Re: Tamil Collation vs Transliteration/Transcription Enc

From: Antoine Leca (
Date: Mon Jun 27 2005 - 02:47:39 CDT

  • Next message: Antoine Leca: "Re: Tamil sha (U+0BB6) - deprecate it?"

    On Saturday, June 25th, 2005 23:55Z James Kass wrote:

    > Michael Everson wrote,
    >> The Unicode encoding is based on ISCII, not transliteration.

    As far as I know, in ISCII there are shared codepoints; in Unicode, there
    are differentiated.

    So while ISCII implements "automatic translitteration" (just change the
    reference script), Unicode went one step farther and did replicate the
    letters, thus opened a way to translitterate using shifts (and I am not
    aware this is commonly implemented because of the many corner cases; only
    between Nagari and Gujarati, or between Telugu and Kannada could it be
    easily done), but certainly does not require it.

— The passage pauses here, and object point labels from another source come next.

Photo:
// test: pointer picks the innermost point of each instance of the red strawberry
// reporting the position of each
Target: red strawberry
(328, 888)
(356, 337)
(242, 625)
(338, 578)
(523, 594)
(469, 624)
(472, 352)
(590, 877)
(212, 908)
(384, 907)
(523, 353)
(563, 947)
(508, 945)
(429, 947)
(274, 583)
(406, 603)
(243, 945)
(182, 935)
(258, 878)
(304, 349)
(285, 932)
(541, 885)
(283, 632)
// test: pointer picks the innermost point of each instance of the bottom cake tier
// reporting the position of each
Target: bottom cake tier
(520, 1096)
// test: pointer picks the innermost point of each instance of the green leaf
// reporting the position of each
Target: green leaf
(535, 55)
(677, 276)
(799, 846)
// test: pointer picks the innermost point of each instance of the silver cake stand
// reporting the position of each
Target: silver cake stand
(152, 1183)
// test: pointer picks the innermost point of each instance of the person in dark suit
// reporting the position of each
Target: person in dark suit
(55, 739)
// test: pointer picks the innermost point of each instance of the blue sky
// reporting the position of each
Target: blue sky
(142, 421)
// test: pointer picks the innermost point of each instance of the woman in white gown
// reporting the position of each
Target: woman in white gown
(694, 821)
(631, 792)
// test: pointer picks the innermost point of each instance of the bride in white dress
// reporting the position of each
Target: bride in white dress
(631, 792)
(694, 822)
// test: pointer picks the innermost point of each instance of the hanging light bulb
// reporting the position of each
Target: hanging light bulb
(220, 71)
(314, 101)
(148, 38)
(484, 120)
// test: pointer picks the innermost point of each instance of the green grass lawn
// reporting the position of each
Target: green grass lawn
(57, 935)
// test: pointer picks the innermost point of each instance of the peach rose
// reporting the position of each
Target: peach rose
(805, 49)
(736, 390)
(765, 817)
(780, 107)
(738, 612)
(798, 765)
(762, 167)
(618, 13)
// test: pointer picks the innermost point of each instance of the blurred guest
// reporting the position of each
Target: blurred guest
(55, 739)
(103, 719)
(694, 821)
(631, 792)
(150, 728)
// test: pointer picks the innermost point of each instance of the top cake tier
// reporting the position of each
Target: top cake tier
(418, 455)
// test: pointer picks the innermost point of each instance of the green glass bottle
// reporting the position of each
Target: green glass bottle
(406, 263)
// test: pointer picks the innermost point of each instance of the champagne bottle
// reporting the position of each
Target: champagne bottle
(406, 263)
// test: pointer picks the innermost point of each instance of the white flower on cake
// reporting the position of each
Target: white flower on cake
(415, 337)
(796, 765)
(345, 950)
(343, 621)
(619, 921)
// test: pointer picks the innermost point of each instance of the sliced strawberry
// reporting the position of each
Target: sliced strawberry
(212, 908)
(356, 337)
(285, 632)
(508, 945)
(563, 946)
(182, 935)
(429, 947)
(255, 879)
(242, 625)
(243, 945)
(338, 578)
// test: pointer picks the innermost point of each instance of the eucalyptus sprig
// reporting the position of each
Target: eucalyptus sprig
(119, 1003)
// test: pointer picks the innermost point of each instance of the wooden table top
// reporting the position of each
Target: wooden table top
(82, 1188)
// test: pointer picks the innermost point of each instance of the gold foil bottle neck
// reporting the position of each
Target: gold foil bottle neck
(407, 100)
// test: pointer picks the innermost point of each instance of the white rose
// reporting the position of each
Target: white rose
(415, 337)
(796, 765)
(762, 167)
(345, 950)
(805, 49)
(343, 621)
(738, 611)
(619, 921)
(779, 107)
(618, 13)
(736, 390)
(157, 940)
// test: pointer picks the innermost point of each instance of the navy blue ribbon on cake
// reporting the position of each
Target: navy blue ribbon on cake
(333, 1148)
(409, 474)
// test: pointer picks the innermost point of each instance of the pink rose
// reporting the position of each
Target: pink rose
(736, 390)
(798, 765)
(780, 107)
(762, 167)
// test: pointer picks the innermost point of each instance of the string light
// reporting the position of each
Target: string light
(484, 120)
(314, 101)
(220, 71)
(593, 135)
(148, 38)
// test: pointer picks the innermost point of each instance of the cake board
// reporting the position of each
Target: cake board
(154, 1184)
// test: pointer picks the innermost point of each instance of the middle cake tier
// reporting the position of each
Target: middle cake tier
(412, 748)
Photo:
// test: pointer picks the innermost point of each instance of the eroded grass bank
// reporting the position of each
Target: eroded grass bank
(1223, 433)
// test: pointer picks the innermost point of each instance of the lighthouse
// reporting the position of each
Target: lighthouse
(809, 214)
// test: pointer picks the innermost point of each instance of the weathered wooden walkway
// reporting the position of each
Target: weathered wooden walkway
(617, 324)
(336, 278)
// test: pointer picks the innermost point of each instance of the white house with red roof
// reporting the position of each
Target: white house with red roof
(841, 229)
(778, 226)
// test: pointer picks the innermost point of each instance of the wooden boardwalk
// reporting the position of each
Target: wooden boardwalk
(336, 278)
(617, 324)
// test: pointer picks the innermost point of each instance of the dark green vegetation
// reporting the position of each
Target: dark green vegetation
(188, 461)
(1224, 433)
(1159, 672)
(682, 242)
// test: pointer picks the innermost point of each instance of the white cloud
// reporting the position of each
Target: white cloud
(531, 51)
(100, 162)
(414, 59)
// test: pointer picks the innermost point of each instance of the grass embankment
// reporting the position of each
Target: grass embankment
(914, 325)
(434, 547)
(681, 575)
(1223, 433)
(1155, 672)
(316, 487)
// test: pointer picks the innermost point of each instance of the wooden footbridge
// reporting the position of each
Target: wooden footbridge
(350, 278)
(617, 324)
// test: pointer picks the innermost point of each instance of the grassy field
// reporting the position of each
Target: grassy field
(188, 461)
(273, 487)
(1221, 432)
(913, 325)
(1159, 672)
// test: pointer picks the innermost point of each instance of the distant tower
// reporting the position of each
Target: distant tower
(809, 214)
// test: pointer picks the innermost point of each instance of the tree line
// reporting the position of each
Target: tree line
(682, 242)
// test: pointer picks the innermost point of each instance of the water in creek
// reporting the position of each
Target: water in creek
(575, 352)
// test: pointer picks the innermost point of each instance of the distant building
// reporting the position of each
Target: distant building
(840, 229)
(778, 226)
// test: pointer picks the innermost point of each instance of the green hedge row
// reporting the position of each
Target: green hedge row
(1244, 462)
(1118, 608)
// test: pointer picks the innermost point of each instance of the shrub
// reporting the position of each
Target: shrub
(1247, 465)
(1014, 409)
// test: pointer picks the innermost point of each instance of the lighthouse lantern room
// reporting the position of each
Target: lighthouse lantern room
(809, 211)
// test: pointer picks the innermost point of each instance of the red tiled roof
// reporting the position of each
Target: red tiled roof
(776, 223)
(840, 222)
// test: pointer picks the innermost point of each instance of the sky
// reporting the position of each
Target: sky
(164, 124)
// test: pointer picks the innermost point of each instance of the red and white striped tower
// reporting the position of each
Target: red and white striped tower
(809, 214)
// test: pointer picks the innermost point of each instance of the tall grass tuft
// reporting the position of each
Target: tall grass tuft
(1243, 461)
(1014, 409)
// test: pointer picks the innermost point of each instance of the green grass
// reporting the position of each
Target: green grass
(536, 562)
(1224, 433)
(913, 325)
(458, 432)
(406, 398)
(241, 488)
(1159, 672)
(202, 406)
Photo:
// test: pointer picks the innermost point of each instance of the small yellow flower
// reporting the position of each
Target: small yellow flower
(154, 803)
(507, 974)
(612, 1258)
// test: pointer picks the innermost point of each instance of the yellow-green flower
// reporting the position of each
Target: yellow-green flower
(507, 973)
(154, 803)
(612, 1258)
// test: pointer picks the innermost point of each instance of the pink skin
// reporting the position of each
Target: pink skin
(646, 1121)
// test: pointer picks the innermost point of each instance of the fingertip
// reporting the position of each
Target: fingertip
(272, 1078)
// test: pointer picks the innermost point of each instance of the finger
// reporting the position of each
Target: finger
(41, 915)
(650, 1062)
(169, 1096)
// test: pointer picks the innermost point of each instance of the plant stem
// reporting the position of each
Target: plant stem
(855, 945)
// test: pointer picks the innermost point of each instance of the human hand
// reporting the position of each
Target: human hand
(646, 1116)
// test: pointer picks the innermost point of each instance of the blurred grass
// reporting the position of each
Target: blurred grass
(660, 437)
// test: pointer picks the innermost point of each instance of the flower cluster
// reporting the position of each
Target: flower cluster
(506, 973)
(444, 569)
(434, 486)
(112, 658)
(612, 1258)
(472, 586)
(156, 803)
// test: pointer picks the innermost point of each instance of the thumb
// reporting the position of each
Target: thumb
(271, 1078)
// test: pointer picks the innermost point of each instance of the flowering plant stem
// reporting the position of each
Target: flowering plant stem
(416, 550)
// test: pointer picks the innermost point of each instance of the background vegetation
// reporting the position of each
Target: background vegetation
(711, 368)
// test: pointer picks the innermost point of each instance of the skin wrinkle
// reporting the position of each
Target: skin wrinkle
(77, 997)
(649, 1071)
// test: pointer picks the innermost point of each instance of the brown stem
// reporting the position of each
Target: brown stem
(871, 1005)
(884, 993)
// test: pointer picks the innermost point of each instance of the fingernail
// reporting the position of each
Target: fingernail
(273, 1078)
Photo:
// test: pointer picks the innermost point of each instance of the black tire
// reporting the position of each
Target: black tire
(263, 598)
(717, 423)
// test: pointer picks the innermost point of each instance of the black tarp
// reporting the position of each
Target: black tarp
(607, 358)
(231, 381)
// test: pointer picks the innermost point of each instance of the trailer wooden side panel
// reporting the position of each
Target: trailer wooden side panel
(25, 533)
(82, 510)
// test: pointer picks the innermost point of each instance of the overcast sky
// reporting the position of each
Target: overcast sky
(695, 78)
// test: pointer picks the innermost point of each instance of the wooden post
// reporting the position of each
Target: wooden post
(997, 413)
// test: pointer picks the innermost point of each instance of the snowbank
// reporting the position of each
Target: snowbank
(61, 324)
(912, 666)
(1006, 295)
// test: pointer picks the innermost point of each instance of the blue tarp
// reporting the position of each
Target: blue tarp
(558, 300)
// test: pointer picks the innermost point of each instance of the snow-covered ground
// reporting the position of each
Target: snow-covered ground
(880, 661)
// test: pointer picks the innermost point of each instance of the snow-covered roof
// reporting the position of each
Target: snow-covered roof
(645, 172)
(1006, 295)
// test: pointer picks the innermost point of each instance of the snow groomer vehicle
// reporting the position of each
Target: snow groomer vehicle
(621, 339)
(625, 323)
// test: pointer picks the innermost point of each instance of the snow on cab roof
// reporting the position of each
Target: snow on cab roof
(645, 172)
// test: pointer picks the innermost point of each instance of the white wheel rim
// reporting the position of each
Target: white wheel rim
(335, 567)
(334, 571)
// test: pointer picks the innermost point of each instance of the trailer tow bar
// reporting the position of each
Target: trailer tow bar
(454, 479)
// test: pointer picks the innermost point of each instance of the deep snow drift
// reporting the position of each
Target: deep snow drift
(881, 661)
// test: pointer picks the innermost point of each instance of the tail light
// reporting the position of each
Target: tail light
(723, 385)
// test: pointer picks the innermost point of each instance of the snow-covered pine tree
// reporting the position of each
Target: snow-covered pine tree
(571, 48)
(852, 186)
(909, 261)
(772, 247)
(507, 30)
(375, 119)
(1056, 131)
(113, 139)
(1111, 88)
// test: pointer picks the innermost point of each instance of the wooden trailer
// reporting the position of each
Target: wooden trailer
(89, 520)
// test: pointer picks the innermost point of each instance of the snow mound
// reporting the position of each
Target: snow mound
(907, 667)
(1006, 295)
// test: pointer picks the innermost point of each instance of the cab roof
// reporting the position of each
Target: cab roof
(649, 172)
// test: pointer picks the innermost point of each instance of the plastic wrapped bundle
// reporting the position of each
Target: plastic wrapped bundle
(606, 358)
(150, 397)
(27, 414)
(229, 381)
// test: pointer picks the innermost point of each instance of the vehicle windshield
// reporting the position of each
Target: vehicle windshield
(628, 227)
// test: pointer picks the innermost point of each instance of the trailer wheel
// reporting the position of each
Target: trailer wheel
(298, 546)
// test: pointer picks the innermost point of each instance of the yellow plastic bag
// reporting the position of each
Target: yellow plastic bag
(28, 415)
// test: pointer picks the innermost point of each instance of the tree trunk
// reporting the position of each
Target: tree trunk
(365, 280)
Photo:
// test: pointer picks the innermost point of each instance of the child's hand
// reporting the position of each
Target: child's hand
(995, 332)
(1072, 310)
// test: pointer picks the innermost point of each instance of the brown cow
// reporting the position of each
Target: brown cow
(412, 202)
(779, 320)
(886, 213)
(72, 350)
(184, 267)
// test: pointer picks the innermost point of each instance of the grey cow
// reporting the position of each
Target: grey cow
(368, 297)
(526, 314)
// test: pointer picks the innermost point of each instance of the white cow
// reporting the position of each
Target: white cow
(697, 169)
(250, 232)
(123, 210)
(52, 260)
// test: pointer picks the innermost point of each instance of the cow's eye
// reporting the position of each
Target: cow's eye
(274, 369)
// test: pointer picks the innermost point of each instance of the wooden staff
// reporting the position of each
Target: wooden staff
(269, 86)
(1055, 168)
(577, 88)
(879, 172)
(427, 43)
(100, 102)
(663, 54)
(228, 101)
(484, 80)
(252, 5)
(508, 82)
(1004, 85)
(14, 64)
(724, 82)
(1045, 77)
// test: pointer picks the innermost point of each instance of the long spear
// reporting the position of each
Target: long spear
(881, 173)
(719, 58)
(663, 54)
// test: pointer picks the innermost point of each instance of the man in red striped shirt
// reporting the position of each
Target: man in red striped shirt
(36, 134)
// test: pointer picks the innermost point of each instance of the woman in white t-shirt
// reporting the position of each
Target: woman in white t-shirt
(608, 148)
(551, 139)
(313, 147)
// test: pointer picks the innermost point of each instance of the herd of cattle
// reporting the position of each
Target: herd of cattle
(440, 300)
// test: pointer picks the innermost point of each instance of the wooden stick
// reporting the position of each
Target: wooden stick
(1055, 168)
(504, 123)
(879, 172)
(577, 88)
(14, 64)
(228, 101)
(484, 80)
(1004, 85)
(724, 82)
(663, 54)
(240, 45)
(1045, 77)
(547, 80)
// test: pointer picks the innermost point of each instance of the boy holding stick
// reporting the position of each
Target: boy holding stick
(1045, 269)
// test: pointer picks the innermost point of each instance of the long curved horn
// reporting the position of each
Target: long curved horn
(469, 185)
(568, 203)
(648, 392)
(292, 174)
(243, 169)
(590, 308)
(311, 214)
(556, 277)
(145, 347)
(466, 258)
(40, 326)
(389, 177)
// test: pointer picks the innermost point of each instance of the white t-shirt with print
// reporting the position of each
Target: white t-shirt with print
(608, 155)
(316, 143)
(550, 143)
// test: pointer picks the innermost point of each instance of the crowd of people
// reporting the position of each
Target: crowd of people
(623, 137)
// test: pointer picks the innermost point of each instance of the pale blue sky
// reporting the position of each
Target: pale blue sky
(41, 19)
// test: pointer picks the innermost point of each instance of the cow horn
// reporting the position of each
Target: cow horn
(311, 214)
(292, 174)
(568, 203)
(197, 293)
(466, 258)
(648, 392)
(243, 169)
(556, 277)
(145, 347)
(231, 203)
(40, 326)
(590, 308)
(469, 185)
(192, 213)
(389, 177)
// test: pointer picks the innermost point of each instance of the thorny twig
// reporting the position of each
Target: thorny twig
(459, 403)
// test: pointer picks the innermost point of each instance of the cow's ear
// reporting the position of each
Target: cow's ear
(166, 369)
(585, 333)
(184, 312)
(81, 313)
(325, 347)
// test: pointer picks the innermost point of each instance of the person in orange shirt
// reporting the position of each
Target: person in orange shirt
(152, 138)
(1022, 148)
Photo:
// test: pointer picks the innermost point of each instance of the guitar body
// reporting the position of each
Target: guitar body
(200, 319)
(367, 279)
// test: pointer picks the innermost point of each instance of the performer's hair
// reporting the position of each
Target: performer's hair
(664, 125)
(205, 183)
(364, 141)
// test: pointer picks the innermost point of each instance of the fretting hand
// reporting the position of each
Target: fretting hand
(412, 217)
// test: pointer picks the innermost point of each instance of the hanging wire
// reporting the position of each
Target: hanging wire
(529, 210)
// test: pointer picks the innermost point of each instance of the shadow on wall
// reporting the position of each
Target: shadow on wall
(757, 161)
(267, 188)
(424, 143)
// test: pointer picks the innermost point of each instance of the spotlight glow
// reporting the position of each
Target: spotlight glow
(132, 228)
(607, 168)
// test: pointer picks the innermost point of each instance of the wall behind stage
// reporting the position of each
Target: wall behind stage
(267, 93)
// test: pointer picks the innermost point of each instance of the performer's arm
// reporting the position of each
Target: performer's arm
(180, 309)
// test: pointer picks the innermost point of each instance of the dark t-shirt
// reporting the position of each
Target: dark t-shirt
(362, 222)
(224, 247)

    Another important point is that ISCII order is not innocent (neither is
    ASCII), but it is not the "obvious" order either, it has been tailored
    toward Hindi collation order (hence candrabindu before bindu before a, while
    traditional Sanskrit order has a+bindu after au).
    It is the same as us poor Spanishs which are empeached to have our beloved
    in the correct place by the combined Franco-English imperialism ;-).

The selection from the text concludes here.